Art, painting and writing comprise several subjects of the story, and I notice Whit’s name, an amputation of Whitman, with the man’s corollary amputation of empathy and personal connection. There is an ambition in the piece that rewards the reader.

But here I regret to admit that I can only recommend the story with this caveat: I’m going to have to wait for my paper issue to arrive before I can give it a second read.

I am away from home and using my HP lap-top. The New Yorker “Archives” format is almost unreadable on my device. My lap-top is large, but The New Yorker print is tiny. When I tap the Archive page to enlarge it, the print becomes so fuzzy as to be almost equally unreadable. It’s like reading microfiche. (Does anyone even remember microfiche?)

As I poked around the internet reading various reviews of Johnson, I noticed that my laptop could handle The New York Times, The Guardian, and The Atlantic Monthly with ease. In all, my laptop rendered the print from those publishers highly readable. In contrast, The New Yorker “Archives” print is ridiculously inadequate. At home, my Dell desktop is able to make The New Yorker “Archives” print legible, but not large. I usually print the story, because the on-line experience is so miserable.

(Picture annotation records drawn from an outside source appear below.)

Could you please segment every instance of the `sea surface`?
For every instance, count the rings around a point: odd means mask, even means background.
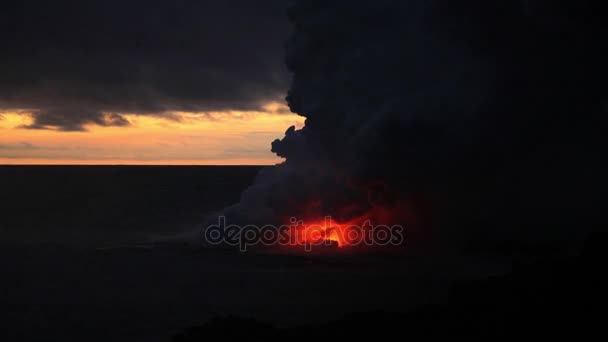
[[[0,340],[170,341],[216,316],[298,326],[400,312],[439,300],[446,279],[484,272],[445,258],[142,243],[200,229],[259,170],[0,167]]]

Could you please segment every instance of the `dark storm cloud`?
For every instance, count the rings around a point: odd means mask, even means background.
[[[287,100],[306,126],[273,143],[286,162],[228,216],[407,201],[451,245],[601,226],[606,13],[593,0],[297,2]]]
[[[19,1],[0,11],[0,110],[34,128],[259,109],[287,87],[281,0]]]

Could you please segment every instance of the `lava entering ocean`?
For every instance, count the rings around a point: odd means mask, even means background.
[[[373,207],[343,220],[332,216],[308,216],[302,220],[291,217],[288,224],[290,246],[340,249],[402,246],[405,228],[397,223],[413,222],[407,213],[403,206],[396,206]]]

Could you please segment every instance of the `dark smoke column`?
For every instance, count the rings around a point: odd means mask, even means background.
[[[286,162],[229,220],[349,219],[407,203],[452,244],[569,238],[598,222],[598,13],[594,1],[299,1],[287,101],[306,126],[273,142]]]

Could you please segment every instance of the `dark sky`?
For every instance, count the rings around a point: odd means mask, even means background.
[[[283,0],[12,1],[0,10],[0,111],[32,128],[119,113],[258,109],[288,86]],[[117,113],[108,121],[101,113]]]

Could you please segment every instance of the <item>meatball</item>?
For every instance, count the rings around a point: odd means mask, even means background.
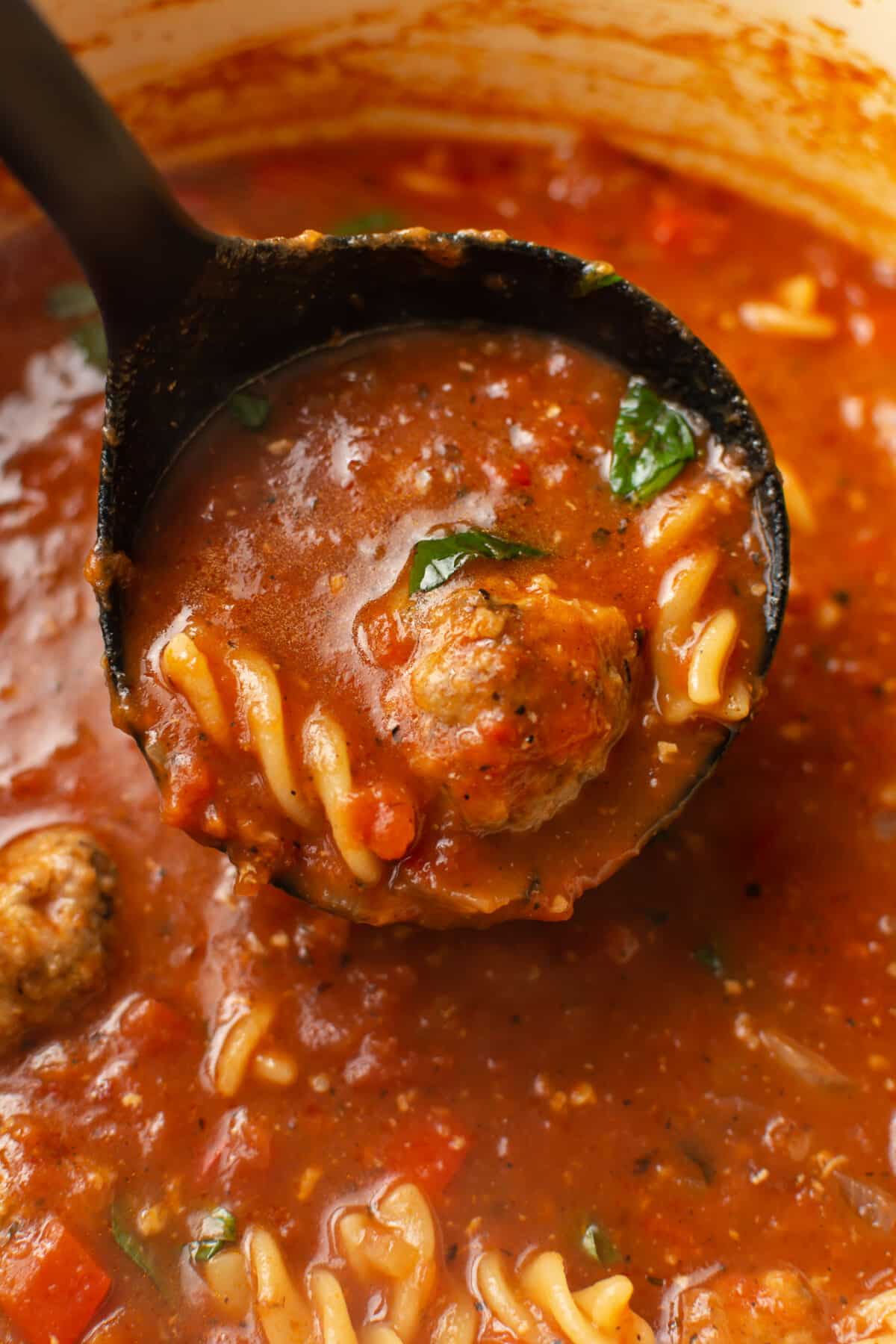
[[[0,849],[0,1050],[101,985],[114,886],[109,856],[74,827]]]
[[[826,1344],[830,1324],[805,1278],[791,1269],[720,1274],[680,1298],[677,1337],[692,1344]]]
[[[638,649],[617,607],[537,575],[412,603],[415,648],[387,692],[412,770],[474,831],[529,831],[600,774],[625,730]]]

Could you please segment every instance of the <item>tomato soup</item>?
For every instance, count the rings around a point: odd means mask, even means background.
[[[235,888],[223,855],[160,820],[144,759],[109,720],[95,605],[82,578],[95,530],[101,332],[90,294],[47,231],[7,241],[0,1336],[887,1337],[896,1310],[896,274],[599,144],[555,152],[328,142],[208,164],[177,185],[206,223],[250,235],[352,228],[375,212],[386,227],[506,227],[607,257],[680,312],[752,398],[786,477],[793,591],[755,720],[681,818],[584,894],[570,919],[376,929],[274,886]],[[458,380],[470,376],[478,388],[498,356],[467,353],[473,372],[458,371]],[[363,356],[347,347],[328,358]],[[501,376],[509,358],[505,348]],[[547,401],[545,366],[528,356],[521,364]],[[300,401],[289,402],[293,374],[278,378],[246,390],[270,401],[261,430],[232,415],[226,433],[223,422],[208,427],[224,456],[234,441],[254,445],[246,496],[234,503],[228,472],[191,496],[224,515],[236,508],[235,538],[240,520],[257,520],[244,534],[255,556],[262,492],[275,493],[300,465],[292,446],[267,450],[302,431]],[[611,429],[623,390],[615,384],[603,410],[595,403],[595,435]],[[560,435],[551,423],[523,427],[547,445]],[[700,454],[699,426],[693,433]],[[340,555],[329,535],[318,570],[310,534],[292,534],[290,544],[305,544],[297,563],[329,591],[330,609],[364,613],[371,649],[392,646],[388,620],[377,644],[377,602],[392,589],[412,601],[416,540],[462,526],[555,546],[529,531],[533,505],[521,500],[547,491],[543,461],[528,485],[513,481],[516,461],[528,460],[502,444],[476,462],[434,464],[458,464],[472,493],[489,501],[482,513],[467,496],[449,515],[449,481],[434,477],[418,493],[416,474],[399,478],[400,461],[386,460],[384,489],[404,492],[402,507],[414,496],[420,526],[382,579],[376,555],[364,575],[355,551]],[[557,499],[580,504],[594,462],[557,462],[568,473]],[[668,492],[707,462],[697,456]],[[309,476],[318,469],[312,464]],[[498,474],[508,477],[500,496]],[[333,511],[328,528],[339,531],[339,508],[351,500],[332,482],[326,491],[318,507]],[[627,548],[638,536],[643,547],[639,520],[661,497],[634,508],[595,488],[592,531],[606,528],[606,544],[563,505],[567,539],[551,563],[568,566],[570,599],[582,597],[572,591],[576,564],[575,582],[590,574],[596,587],[622,540]],[[744,528],[732,527],[724,558],[739,583],[760,582],[736,491],[732,500],[729,517]],[[371,521],[391,508],[377,500]],[[297,528],[314,527],[308,512]],[[619,535],[617,517],[637,520]],[[184,532],[200,527],[184,516]],[[185,563],[188,538],[172,534],[172,543]],[[633,578],[641,593],[590,598],[619,606],[635,628],[662,570],[647,564],[647,551],[638,551]],[[528,586],[539,573],[551,577],[547,566],[473,555],[419,601],[437,606],[451,583]],[[160,657],[177,633],[164,620],[181,593],[224,641],[240,620],[201,605],[207,589],[195,569],[176,575],[183,589],[153,598],[146,618],[164,636]],[[259,583],[242,601],[254,616],[274,591]],[[733,599],[728,589],[725,603]],[[747,630],[748,606],[739,610]],[[305,620],[302,607],[297,633],[308,648]],[[353,638],[357,625],[347,626]],[[183,630],[216,668],[199,624]],[[251,650],[275,661],[273,645]],[[330,657],[332,636],[308,655],[320,687]],[[646,652],[638,657],[647,673]],[[736,657],[727,676],[746,668]],[[376,661],[363,667],[368,687],[387,680]],[[317,694],[337,698],[324,704],[330,712],[348,703],[332,677]],[[181,708],[191,747],[195,728]],[[713,730],[709,719],[695,722]],[[164,738],[164,712],[159,723]],[[657,741],[672,741],[662,731]],[[253,758],[239,750],[249,780]],[[391,751],[387,743],[384,759]],[[364,832],[383,849],[407,786],[400,761],[392,763],[388,824]],[[253,788],[262,788],[261,769]],[[189,808],[187,792],[163,801]],[[189,813],[191,828],[210,801],[214,789]],[[173,820],[189,818],[176,810]],[[545,882],[574,864],[552,824],[541,827]],[[539,833],[514,833],[520,864]],[[508,849],[516,862],[514,843]]]

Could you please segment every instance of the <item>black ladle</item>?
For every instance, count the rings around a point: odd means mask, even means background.
[[[731,374],[666,308],[600,263],[502,233],[426,230],[249,242],[201,228],[27,0],[0,7],[0,156],[54,220],[109,343],[97,555],[113,696],[126,702],[118,556],[165,470],[242,384],[375,328],[481,321],[590,345],[697,411],[739,456],[768,558],[764,673],[789,530],[768,441]],[[704,761],[677,810],[733,737]],[[660,823],[657,823],[660,824]],[[656,829],[653,827],[652,829]]]

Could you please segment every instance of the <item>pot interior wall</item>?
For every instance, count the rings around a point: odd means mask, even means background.
[[[42,8],[168,163],[347,129],[587,128],[896,257],[896,0]]]

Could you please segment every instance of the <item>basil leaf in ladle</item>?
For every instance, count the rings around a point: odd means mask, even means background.
[[[630,378],[613,431],[610,488],[645,504],[697,456],[690,427],[674,406]]]
[[[451,532],[449,536],[426,536],[414,547],[408,589],[414,594],[441,587],[474,555],[485,555],[490,560],[519,560],[544,554],[535,546],[508,542],[492,532],[481,532],[477,527]]]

Of course, this may all reflect on my lack of technical expertise. But I counter — on both of my Windows devices, I can read any number of sources with great ease. I just can’t read The New Yorker Archives with any ease. In addition, the “Archives” make it difficult on the reader to move from section to section. I would love to hear from anyone who could explain why The New Yorker “Archives” needs to be so difficult to negotiate and read. They should take a look at The Paris Review. There’s a web site that has magnificently presented print.

My apologies to Denis Johnson. I recommend his story, and I think it benefits from a leisurely encounter and a second reading. I look forward to that second reading when I get my paper issue on Thursday.